The table below provides, in first column, the computed confidence rates (that are naturally lower for tools where a bug was detected). Then, the table provides the number of correct results (column 2) out of the number of «significant values» selected for the tool (column 3). The last column shows the number of examination (and their type) the tool was involved in.

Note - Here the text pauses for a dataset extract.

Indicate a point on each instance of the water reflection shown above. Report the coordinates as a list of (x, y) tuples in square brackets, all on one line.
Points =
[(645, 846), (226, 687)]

Estimated Tool Confidence rate (based on the «significant values» computed by tools) | ||||
Tool name | Reliability | Correct Values | «significant values» | Involved Examinations |
---|---|---|---|---|
GreatSPN | 99.13% | 21926 | 22118 | 7 (StateSpace, UpperBounds, ReachabilityDeadlock, ReachabilityCardinality, ReachabilityFireability, CTLCardinality, CTLFireability) |
ITS-Tools | 96.91% | 42133 | 43478 | 9 (StateSpace, UpperBounds, ReachabilityDeadlock, ReachabilityCardinality, ReachabilityFireability, CTLCardinality, CTLFireability, LTLCardinality, LTLFireability) |
LoLA | 99.92% | 44567 | 44603 | 7 (UpperBounds, ReachabilityCardinality, ReachabilityFireability, CTLCardinality, CTLFireability, LTLCardinality, LTLFireability) |
LTSMin | 100% | 37487 | 37487 | 9 (StateSpace, UpperBounds, ReachabilityDeadlock, ReachabilityCardinality, ReachabilityFireability, CTLCardinality, CTLFireability, LTLCardinality, LTLFireability) |
MARCIE | 100% | 27041 | 27041 | 7 (StateSpace, UpperBounds, ReachabilityDeadlock, ReachabilityCardinality, ReachabilityFireability, CTLCardinality, CTLFireability) |
smart | 79.59% | 862 | 1083 | 1 (StateSpace) |
Spot | 100% | 5764 | 5764 | 1 (LTLCardinality) |
Tapaal | 100% | 27498 | 27498 | 7 (StateSpace, UpperBounds, ReachabilityDeadlock, ReachabilityCardinality, ReachabilityFireability, CTLCardinality, CTLFireability) |
Tina.sift | 97.84% | 724 | 740 | 1 (StateSpace) |
Tina.tedd | 100% | 1641 | 1641 | 1 (StateSpace) |
Note 1 on tool confidence: there was a late change in the «Known» model Simpleloadbal (and, subsequently, for its corresponding «Stripped» version) due to an unambiguity in the definition of color domains, detected during the qualification phase of some tools. Since it generated inconsistencies between the colored and version and its P/T equivalents depending of the ambiguous interpretation, it could potentially affecting the values of some results. Thus, tool confidence has been computed without the instances of this model. Simpleloadbal was not considered too when computing scores.